I've tried granting full permission to Everyone on the folder in SERVER2, but no luck.
Any thoughts?
This was how I solved my problem, might help you.
By default, IIS uses local user called IUSR for virtual directories when using anonymous authentication. It does not use application identity, which should be obvious, if you use procmon.
How can you force it to use application identity?
Easy, under IIS manager:
1) go to Authentication
2) Edit "Anonymous authentication"
3) Select "Application pool identity"
4) Restart IIS & it should work.
The same accomplished with PS: Set-WebConfigurationProperty -filter /system.WebServer/security/authentication/AnonymousAuthentication -name username -value ""
This link contains the pros/cons: http://blogs.technet.com/b/tristank/archive/2011/12/22/iusr-vs-application-pool-identity-why-use-either.aspx
Permission issues can be tricky. Try running filemon on the 'other computer' It can be downloaded over here: http://technet.microsoft.com/en-us/sysinternals/bb896642.aspx
(it's not a big application just a tiny lightweight tool)
After you've started filemon, stop the monitor process (I believe it's turned on by default when you start the application), clear the logged data, create a filter for the folder you have trouble getting access to. Start the monitor process. Request your webpage. Stop the monitor process and look for "access denied" messages in filemon. When found, filemon will also mention the name of the actual user which is trying to get access. This might help you to get to a solution.
Btw when using Windows Server 2008 you will need processmon instead: http://technet.microsoft.com/en-us/sysinternals/bb896645.aspx
Imagine a scenario where for whatever reason you want to have your IIS Server access a Share on a File server and they are not on the same domain.

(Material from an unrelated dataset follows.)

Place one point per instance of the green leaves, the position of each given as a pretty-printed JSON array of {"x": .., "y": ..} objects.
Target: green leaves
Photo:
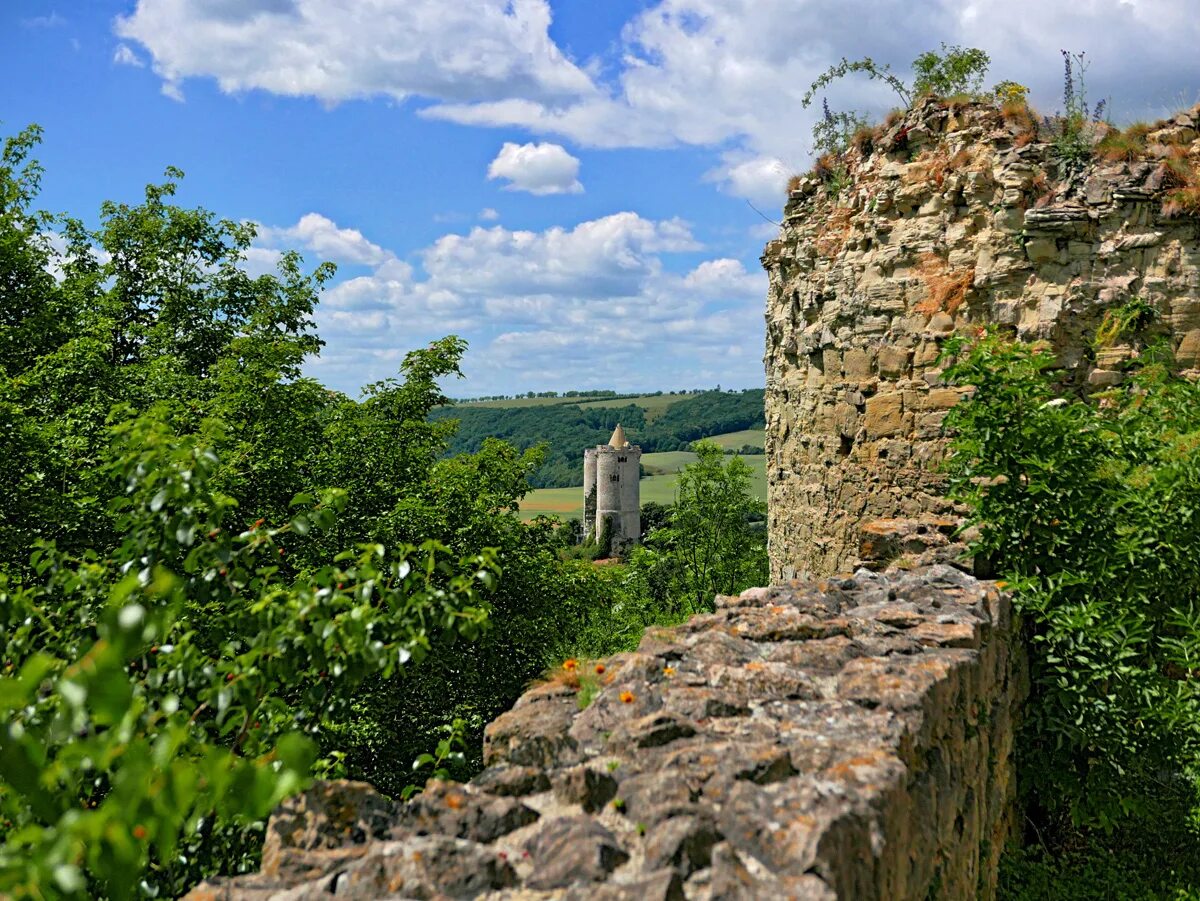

If you can follow and get this to work for you (I have done it Win2008-R1 32-bit File Server and Win2008-R2 64-bit with IIS 7), then you should be in good shape for any scenario.
Same name local account on both servers with same password
On IIS, use aspnet_regiis -ga MyAccount to give local account access to IIS guts
Now use that as the Application Pool Identity of the Website
Using Local Security Policy (Admin Tools) enable trust for delegation for local account
Restart IIS server
On File Server, use Local Security Policy to enable access from network for local account
Create Share granting desired permissions to local account (also Security tab permissions as needed)
Open up File & Print Sharing ports on both (as restrictive as possible) to point where it works for you when you are using Windows Explorer between the two
Back to IIS, create Virtual Directory using UNC path to Shared folder from File Server
Just use Pass-through authentication (which would use your local account)
You can tell Anonymous Authentication setting of the Virtual Directory to use Application Pool Identity as well
Use something that will test/verify. The key really is trust for delegation using a Service Account (domain or otherwise), and having IIS use the account you want it to use instead of Local Server or Network Service.
This took me all day to figure out. Various threads in StackOverflow and other Internet sources helped point me to various resources me but didn't find my exact answer anywhere. Hopefully next person stuck with this problem will get a speed boost on the path to resolving with my description of what worked for me.
try enabling windows authentication on the virtual directory security tab (in IIS).